Pneumonia.

The high street was deserted. It was cold and dark. Bernice, Brian and Barry Barrat waited in the bus shelter. The wind blew in, around the glass panel, and sprayed them with rain. Bernice huddled up next to her husband, Brian, trying to keep warm. Barry stood opposite them.
“He seems so hot, Brian.” Bernice Barrat stared anxiously at her son. Despite the cold weather, Barry did look hot and flushed. His hands were trembling.
“The doctor seemed very good.” Brian tried to reassure his wife.
“She was so young. I wish they had kept him in hospital.”
“She explained everything very clearly.” Brian continued. “I’m sure she is right. He has one of those flu viruses. He’ll soon be better. He is a strong lad.”
But Bernice wasn’t convinced. She knew her own son, after all. This was definitely worse than flu.

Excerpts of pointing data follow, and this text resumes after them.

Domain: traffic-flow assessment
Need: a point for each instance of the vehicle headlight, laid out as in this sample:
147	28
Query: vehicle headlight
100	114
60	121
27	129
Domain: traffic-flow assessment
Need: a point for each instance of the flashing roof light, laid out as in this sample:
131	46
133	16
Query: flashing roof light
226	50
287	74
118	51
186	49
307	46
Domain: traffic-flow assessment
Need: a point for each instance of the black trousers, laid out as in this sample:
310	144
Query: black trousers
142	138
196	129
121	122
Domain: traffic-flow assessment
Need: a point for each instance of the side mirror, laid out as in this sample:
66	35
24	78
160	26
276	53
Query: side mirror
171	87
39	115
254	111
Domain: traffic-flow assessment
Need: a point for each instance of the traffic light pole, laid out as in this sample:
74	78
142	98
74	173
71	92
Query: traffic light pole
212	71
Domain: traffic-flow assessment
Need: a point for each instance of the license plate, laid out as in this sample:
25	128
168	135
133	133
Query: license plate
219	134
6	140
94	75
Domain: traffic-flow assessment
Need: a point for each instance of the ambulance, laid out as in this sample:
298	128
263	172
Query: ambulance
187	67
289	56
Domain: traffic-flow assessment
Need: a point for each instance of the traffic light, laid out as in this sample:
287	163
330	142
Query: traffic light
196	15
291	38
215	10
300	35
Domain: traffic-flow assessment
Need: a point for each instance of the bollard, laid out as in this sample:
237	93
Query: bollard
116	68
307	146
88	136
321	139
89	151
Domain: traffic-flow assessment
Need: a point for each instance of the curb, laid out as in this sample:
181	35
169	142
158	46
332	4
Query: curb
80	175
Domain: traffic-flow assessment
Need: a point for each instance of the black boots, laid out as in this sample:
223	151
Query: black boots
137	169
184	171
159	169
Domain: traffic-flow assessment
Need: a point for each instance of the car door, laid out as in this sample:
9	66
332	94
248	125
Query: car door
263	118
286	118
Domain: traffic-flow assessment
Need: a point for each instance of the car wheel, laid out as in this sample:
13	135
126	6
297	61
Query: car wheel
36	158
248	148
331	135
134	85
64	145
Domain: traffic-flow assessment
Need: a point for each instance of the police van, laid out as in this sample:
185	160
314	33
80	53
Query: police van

“Look, I could not help overhearing you.” A tall, heavily built man approached them.
Bernice looked around, startled. She hadn’t noticed anyone else nearby. The man walked with a slight limp and supported himself with a wooden stick. He had a large, flat forehead topped with a few strands of wet hair. He had a pale, greyish-blue complexion, but smiled kindly.
“My name is Dr Huw Davies. I am a family doctor here, in the town.” Dr Davies rubbed his chin thoughtfully. “I can see you are worried about Barry. He doesn’t look well.”
“Yes, I am very worried.” Bernice Barrat nodded her head anxiously as she spoke. “He is not himself, at all. He has been like this for days.”
“I would be more than happy to have a look at him, if you like; for a second opinion.” The doctor had an air of confidence that Barry’s parents immediately felt at ease with.
“Are you sure you don’t mind?” Bernice was clearly very pleased by his suggestion.
“Not at all! Not at all! Follow me. My surgery is just around the corner. It’s five minutes from here.”

* * *


The surgery was on the ground floor of a narrow, terrace house. The blue paint on the front door was blistered and peeling. Dr Davies had to push the door firmly with his
shoulder to get in. They walked along a short hallway into an old fashioned, dilapidated waiting room. Some wooden chairs were positioned untidily around the edge of the room. Two were lying on their backs. A lopsided coffee table held a pile of tattered magazines and some broken toys. A single, stained light bulb hung in the middle of the room and illuminated it with a dull, yellow glow.
“Come straight through.”
The small, dark consulting room did not look as if it had been used for some time. The curtains were drawn halfway across the grimy window. A reflex hammer lay on the floor. Two rubber tubes hung from Dr Davies’ blood pressure machine, their connections missing.
“I am sorry we are a little disorganised,” said Dr Davies. “I have not been to work for a while. Still, I think we have everything we need.” He found a thermometer on his desk, picked it up, wiped the dust off and shook it twice.
“Let’s sit you up here, Barry.” Doctor Davies lifted the boy up onto the edge of his examination couch. He popped the thermometer into Barry’s mouth. “He looks very hot, doesn’t he?” he continued, looking at Mr and Mrs Barrat. “Has he been shivering?”
Barry’s worried parents both nodded.
“Is he off his food?”
“He has hardly eaten for three days. It’s not like him at all.” Bernice Barrat felt that Dr Davies ought to know what a good appetite Barry usually had.
Doctor Davies took the thermometer from Barry and held it up into the light from the window. He squinted as he tried to read the temperature.
“Mmm . . . quite high, quite high indeed.” He stood and watched Barry carefully.
“You will notice that he is breathing slightly quicker than normal.” The doctor explained. “He’s not taking much notice of what’s going on,” he continued. “That’s because he’s concentrating on his breathing.”
Mrs Barrat smiled.
“Has he had a cough?”
“Yes, he’s had a cough, doctor.” Mrs Barrat answered. “Not a bad one, though.”
“A cough can be quite deceiving, Mrs Barrat. Those awful coughs, where you cough and cough and cough day after day, will often get better on their own. On the other hand, one of those quiet coughs that hardly troubles you can be a sign of something much more serious.”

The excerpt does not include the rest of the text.